In the UK, the average house price in January was £255,556.
Mr Gardner added: “While the outlook remains uncertain, the housing market is likely to slow this year.
“House price growth has significantly outpaced earnings growth since the start of the pandemic and as a result housing affordability has become less favourable.
“For example, a 10% down payment on a typical home for a first-time buyer now equals 56% of total gross annual income, a record high.
“Similarly, a typical mortgage payment as a share of take-home pay is now above the long-term average, despite mortgage rates remaining near historic lows.
“Reduced affordability is likely to have a dampening effect on market activity and house price growth, especially as household finances are also under pressure due to sharp increases in the cost of life.
“Consumer price inflation hit 5.4% in December, its fastest pace since 1992.
“This is more than double the Bank of England’s 2% target, and inflation is expected to rise further in the coming months as the ceiling on energy prices is raised.
“This rapid rise in inflation has been a significant factor that has undermined consumer confidence over the past few months, particularly how people view their own financial situation, although so far it hasn’t. did little to harm housing market activity.
“High inflation and growing confidence that the Omicron variant will not derail the broader economic recovery have led to heightened expectations that policymakers will raise interest rates further in the months ahead.
“This will further reduce housing affordability if it results in higher mortgage rates, although to date a significant proportion of the rise in long-term interest rates seen in recent months has been absorbed by lenders.”
Martin Beck, chief economic adviser at EY Item Club, said: “A robust start to the year for house price growth is unlikely to give a taste of things to come.
“In particular, the stamp duty exemption, which supported housing demand and prices last year, is now a thing of the past.
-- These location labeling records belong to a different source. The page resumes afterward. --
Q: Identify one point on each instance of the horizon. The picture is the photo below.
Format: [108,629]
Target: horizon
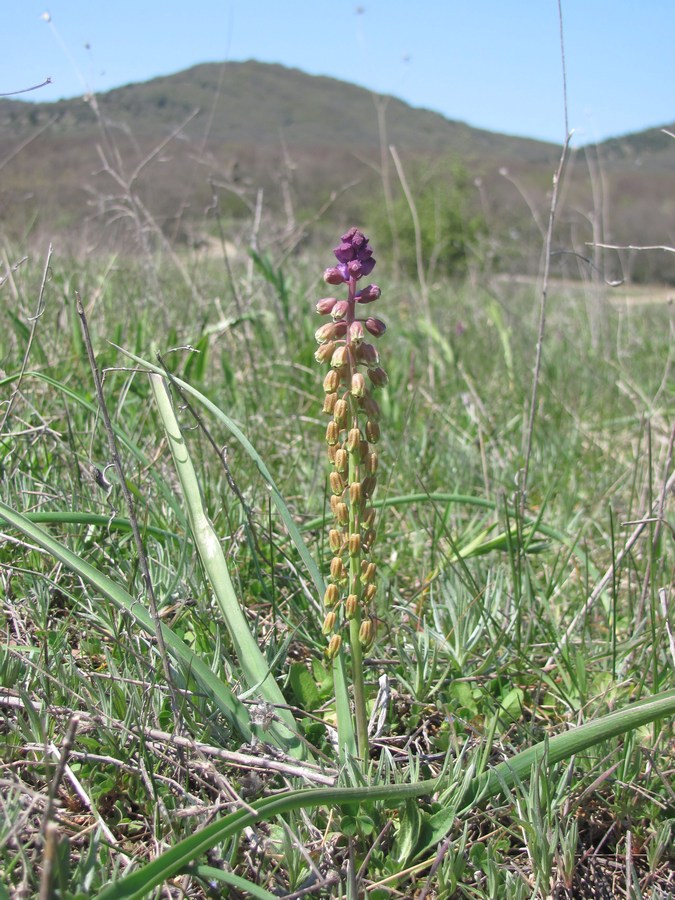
[496,69]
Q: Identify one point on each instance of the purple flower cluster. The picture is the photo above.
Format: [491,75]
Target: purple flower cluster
[351,436]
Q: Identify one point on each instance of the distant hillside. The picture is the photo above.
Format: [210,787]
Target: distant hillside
[79,164]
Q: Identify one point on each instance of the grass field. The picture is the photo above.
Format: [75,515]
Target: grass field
[503,619]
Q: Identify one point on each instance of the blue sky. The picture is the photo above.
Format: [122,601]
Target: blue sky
[492,63]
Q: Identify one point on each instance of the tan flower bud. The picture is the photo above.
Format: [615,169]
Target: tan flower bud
[340,411]
[356,332]
[331,597]
[333,647]
[331,382]
[368,486]
[325,351]
[339,357]
[337,569]
[353,440]
[358,384]
[366,633]
[372,432]
[351,606]
[370,407]
[337,485]
[341,461]
[368,572]
[335,540]
[328,623]
[342,513]
[332,433]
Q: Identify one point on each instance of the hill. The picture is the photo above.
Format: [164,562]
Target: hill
[230,130]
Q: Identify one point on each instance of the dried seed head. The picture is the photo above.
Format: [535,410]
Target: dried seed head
[331,597]
[351,606]
[333,647]
[328,623]
[366,633]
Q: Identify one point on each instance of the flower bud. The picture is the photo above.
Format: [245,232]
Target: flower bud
[370,407]
[367,354]
[340,412]
[325,351]
[368,572]
[378,376]
[353,440]
[337,485]
[366,633]
[339,357]
[372,432]
[331,597]
[368,486]
[356,332]
[323,307]
[358,385]
[351,606]
[333,647]
[341,460]
[335,542]
[328,623]
[331,382]
[375,326]
[337,569]
[332,432]
[342,513]
[333,275]
[340,309]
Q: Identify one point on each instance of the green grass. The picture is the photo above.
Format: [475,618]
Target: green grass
[474,600]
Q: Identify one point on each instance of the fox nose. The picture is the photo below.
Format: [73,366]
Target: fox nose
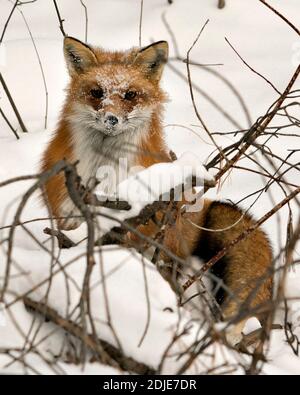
[111,120]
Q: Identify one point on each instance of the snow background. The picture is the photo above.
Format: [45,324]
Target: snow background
[267,43]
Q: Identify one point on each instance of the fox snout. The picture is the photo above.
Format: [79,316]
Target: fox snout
[111,120]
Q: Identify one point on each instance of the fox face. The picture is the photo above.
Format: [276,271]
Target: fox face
[114,92]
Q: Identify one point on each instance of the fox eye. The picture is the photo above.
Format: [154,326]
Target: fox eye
[97,93]
[130,95]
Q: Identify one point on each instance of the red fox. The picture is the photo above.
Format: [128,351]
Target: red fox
[113,109]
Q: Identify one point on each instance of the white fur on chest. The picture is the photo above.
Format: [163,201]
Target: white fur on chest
[94,150]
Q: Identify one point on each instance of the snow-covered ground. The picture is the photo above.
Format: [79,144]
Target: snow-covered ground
[265,41]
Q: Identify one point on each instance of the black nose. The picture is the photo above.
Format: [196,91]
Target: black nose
[112,120]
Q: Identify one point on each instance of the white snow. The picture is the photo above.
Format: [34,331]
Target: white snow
[268,44]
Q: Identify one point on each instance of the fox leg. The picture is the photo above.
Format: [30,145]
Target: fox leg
[245,269]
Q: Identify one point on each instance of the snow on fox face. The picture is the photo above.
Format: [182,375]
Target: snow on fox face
[114,92]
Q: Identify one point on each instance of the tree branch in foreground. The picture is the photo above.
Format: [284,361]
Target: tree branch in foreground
[125,363]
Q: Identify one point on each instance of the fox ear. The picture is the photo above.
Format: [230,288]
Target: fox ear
[79,56]
[153,58]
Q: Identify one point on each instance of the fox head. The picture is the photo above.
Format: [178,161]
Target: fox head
[114,92]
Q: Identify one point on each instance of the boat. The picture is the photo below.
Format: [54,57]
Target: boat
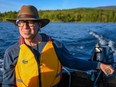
[84,79]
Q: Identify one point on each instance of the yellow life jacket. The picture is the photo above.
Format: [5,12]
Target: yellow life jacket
[27,72]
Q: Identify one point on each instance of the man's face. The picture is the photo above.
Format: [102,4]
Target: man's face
[28,29]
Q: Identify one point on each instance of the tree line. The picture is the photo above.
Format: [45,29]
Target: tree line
[71,15]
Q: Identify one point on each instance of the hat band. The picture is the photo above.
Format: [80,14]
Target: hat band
[27,16]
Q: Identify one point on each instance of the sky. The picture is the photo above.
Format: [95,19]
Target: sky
[14,5]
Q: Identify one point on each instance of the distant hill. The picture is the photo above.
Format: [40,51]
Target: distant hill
[107,7]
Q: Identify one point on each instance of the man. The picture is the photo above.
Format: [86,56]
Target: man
[36,60]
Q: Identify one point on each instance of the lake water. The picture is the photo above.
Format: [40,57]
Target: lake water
[75,36]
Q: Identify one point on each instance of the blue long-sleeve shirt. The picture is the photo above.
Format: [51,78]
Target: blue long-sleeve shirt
[66,59]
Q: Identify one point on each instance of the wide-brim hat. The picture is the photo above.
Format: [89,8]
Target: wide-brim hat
[29,13]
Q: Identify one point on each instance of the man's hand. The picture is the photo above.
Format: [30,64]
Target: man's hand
[107,69]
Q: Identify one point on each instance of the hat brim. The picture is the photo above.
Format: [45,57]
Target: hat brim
[43,22]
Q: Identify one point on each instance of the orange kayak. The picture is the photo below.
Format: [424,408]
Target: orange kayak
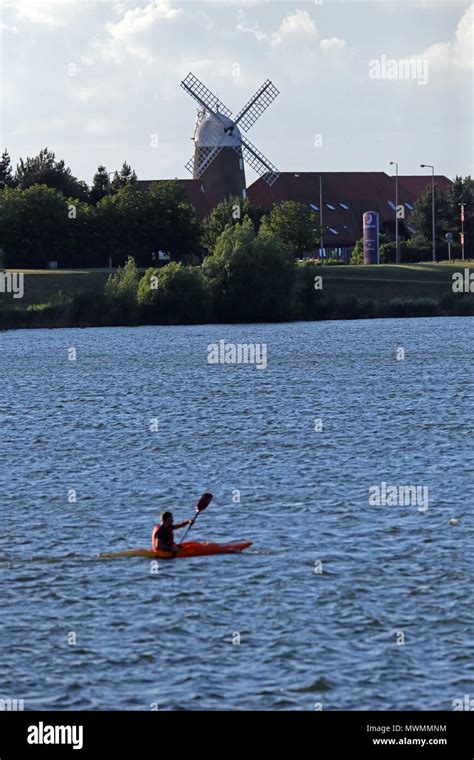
[188,549]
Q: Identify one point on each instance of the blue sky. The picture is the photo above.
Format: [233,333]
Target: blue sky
[98,82]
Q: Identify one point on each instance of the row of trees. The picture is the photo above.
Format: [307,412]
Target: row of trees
[47,214]
[45,169]
[248,278]
[447,214]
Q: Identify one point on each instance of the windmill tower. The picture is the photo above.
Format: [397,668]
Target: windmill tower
[219,147]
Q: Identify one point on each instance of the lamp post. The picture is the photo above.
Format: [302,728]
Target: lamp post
[429,166]
[462,228]
[109,174]
[397,254]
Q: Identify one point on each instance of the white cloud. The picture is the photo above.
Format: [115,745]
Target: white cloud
[8,29]
[295,27]
[129,35]
[460,51]
[334,43]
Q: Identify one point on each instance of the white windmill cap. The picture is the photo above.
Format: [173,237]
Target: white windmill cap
[210,132]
To the extent that the tax holiday anticipated purchases, its impact could weigh on housing market activity in the near term.
“Meanwhile, the prospect of a series of interest rate hikes by the Bank of England in 2022, starting with a hike expected at this week’s meeting, will result in higher mortgage rates.
“And the cost of living pressures facing households from rising inflation and higher taxes mean that fewer people will be able to afford to borrow the amount needed to buy at higher mortgage rates.”
Gabriella Dickens, senior UK economist at Pantheon Macroeconomics, said house prices could rise if households were willing to deploy the excess savings they accumulated during the pandemic.
She added: “But house price growth has struggled during periods of high inflation, due to the resulting impact on real incomes. Indeed, we expect real household disposable income to decline by around 1.5% this year due to soaring inflation and rising taxes.
Mark Harris, managing director of mortgage brokerage SPF Private Clients, said: “Even though mortgage rates are rising, they are still competitively priced, which should give buyers the confidence to take the plunge, even in the face of a downturn. higher cost of living.
Lucy Pendleton, of estate agent James Pendleton, said: ‘As supply improves it will have a sobering effect on prices.’
Nicky Stevenson, chief executive of estate agent group Fine & Country, said: “While monetary policy will tighten in 2022, this is unlikely to have a significant dampening effect on the housing market anytime soon, most agents across the country still unable to find enough accommodation to meet demand.
Tom Bill, head of UK residential research at Knight Frank, said: “The high level of market valuations demanded by potential sellers in January indicates that supply will increase as more owners decide now is the time to act.
“A number of potential sellers had been hesitant due to the distorting effect of a stamp duty holiday and a global pandemic.”